Listen to your daughter. You may have more life experience than your daughter, but cultivating her own respect for her perspective and opinions is crucial to her being able to judge whether situations are safe or dangerous. Practice listening and deferring to her opinions, she’s a human being too. If you disagree, still listen to the good reasons she has for her perspective.

One of the most serious contributors to people staying in violent relationships or putting themselves in dangerous situations is that they doubt themselves. This can start or stop at any age, so if your daughter doubts herself and falls into confusion often, there are many things you can do to help.
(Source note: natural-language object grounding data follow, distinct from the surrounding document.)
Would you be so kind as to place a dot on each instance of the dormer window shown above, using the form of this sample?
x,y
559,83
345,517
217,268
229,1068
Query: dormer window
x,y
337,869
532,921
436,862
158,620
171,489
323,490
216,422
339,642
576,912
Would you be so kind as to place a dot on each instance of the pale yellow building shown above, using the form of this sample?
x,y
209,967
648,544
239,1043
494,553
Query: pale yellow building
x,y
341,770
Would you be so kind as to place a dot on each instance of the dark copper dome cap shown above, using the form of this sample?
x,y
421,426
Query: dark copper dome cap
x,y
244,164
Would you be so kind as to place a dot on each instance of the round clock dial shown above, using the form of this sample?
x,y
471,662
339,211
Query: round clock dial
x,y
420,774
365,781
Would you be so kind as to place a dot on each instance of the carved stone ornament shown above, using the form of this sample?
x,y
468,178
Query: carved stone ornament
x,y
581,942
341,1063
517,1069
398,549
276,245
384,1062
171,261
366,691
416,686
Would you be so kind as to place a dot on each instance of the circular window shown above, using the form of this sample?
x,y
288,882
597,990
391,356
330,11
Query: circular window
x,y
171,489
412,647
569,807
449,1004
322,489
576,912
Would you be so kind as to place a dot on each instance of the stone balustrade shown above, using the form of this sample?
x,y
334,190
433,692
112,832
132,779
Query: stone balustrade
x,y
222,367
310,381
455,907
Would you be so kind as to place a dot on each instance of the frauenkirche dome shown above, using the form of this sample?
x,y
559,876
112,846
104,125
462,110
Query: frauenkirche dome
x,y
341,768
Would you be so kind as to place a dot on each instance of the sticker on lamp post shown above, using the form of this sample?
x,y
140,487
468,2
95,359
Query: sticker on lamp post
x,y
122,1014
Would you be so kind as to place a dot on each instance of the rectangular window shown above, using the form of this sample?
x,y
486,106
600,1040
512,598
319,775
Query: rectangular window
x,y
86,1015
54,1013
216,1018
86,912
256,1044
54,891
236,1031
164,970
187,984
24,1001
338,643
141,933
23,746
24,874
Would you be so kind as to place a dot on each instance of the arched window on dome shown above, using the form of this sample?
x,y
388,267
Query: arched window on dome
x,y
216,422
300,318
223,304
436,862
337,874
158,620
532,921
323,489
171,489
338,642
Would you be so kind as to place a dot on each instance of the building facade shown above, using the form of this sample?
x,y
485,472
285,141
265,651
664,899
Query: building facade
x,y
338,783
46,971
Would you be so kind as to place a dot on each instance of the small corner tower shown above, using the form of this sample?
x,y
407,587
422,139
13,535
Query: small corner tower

It starts with you listening to her and respecting her intuition and opinions.

The more you trust your girls’ opinions and gut instincts, the more she will also trust those parts of herself that is able to keep them safe. In the instance when harassment happens, she will look to herself, not the outside world, for what to do to create safety.

Make it about her. It may be unfair but it is a reality that girls face more scrutiny and danger because of the clothes they wear, where they can go and when they can walk and almost every other behavior than boys. Share that discussion with your daughter, and ask her what she thinks about it. Ask her what we can do to change that for future girls and then listen.

These problems are falling on her generation to solve, and she may have a better answer than you do. Be honest with her, do your work on your story ahead of time, and support her in solving her next challenge. She got this.